Tom Szczerbowski-US PRESSWIRE
So what's a "Corsi Number" and why is it so important in hockey?
I hope you've had a chance to read Part 1 and Part 2 of the statistical FAQ I've been working on. Part 3 will focus on a statistic that Oilers blogger Vic Ferrari picked up on several years ago: the "Corsi Number." The statistic itself likely comes from inside the Buffalo Sabres organization, and their goaltending coach, Jim Corsi, has received credit for it.
In a nutshell, the Corsi Number is the shot differential while a player was on the ice.
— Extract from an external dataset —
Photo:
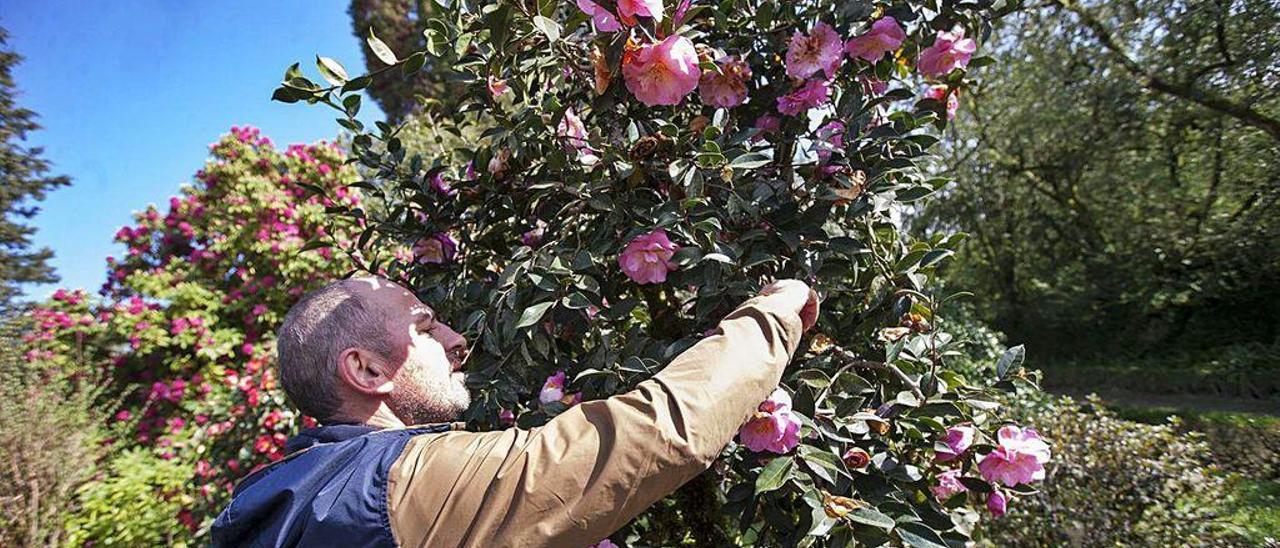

This includes not just goals and shots on goal, but also shots that miss the net, and in some formulations, blocked shots. In other words, it's the differential in the total number of shots directed at the net.
This metric was presumably adopted by the Sabres because it's a better indicator of a team's play than goals for and against, which are highly-driven by factors outside of a team's control. Shot volume is much more a function of a team's ability, and a much better predictor of future performance than goal-scoring metrics - in other words, there is basically no such thing as a team that shoots efficiently, just teams that get a lot of shots on goal...or not. Tyler Dellow has much more on this subject here. And Vic Ferrari discusses the "consistency" that underlies goal scoring, scoring chances and the Corsi Number.
You can see the 2008-09 Corsi leaders here. Anaheim's Perry/Getzlaf/Ryan unit was the best relative to their teammates, while Detroit's top two lines and anyone who played with Alexander Ovechkin were at the top of the raw numbers. At the bottom end, we had a bunch of Islanders and Coyotes leading the raw numbers, while the worst relative Corsi belonged to, unsurprisingly, Travis Moen, Rob Niedermayer, Jay Pandolfo, Sami Pahlsson and John Madden. The 2007-08 numbers don't look a whole lot different, with Detroit and Washington at the top again, while LA and Atlanta were at the bottom.